Pour autant, Muriel Hautemulle, DRH du parc nucléaire et thermique EDF, n’entend pas renier le passé. Pour elle, exposer d’où l’on vient pour mieux définir où l’on va, c’est un discours qui peut faire mouche : «Même si nous n’en sommes plus aux process du XIXe, il faut raconter l’histoire, projeter l’industrie dans un avenir qui est le cœur de l’attractivité. On a des métiers qui ont du sens, qui produisent des choses concrètes et locales. Il faut faire valoir ce travail. » C’est également le positionnement de Magali Smets, qui entend démocratiser le rôle clé de sa branche spécifique : «Il n’y a pas d’industrie forte sans chimie forte, et non pas une chimie d’ailleurs mais des chimies.

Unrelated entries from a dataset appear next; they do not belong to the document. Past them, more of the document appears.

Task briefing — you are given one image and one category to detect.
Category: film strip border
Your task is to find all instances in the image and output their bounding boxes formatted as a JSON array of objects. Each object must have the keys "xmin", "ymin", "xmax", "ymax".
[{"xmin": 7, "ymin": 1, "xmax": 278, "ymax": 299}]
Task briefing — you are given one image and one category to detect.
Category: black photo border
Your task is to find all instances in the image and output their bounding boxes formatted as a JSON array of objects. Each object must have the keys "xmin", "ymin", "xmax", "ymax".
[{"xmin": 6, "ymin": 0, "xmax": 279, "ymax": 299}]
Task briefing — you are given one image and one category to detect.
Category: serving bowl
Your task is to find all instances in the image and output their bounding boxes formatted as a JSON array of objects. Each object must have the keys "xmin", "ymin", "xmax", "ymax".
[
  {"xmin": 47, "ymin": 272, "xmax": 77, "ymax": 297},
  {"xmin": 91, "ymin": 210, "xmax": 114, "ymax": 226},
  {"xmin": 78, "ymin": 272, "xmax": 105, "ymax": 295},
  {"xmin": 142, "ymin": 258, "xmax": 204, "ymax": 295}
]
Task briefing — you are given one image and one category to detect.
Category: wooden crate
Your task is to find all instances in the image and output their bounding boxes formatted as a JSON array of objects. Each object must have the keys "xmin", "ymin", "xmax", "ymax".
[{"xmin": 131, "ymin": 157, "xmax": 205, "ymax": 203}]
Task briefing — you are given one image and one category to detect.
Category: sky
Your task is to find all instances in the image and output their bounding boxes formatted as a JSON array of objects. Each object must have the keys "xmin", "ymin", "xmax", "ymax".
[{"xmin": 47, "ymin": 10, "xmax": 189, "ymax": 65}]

Elles se trouvent derrière tous les objets de notre quotidien. Smartphone, impression 3D, elle est nichée au cœur de ces innovations. Il s’agit d’une filière d’excellence, elle a la chance de bien se porter, avec des prévisions de croissance en volume de 3 % pour l’année à venir.» Cela n’empêche pas Muriel Hautemulle de prendre la mesure des évolutions à opérer, non seulement en termes de numérique, mais aussi de management : «Si on est très pyramidal, cala rebute les jeunes», observe-t-elle, évoquant la réalité d’un monde du salariat en pleine mutation. «L’approche est différente dans la façon de travailler, le collaboratif prend une place toujours plus grande. Les salariés veulent aujourd’hui être partie prenante d’un projet, et ne se satisfont plus d’être passifs», complète de son côté Pierre Grand-Dufay, président de la commission Économie et emploi de la région Paca.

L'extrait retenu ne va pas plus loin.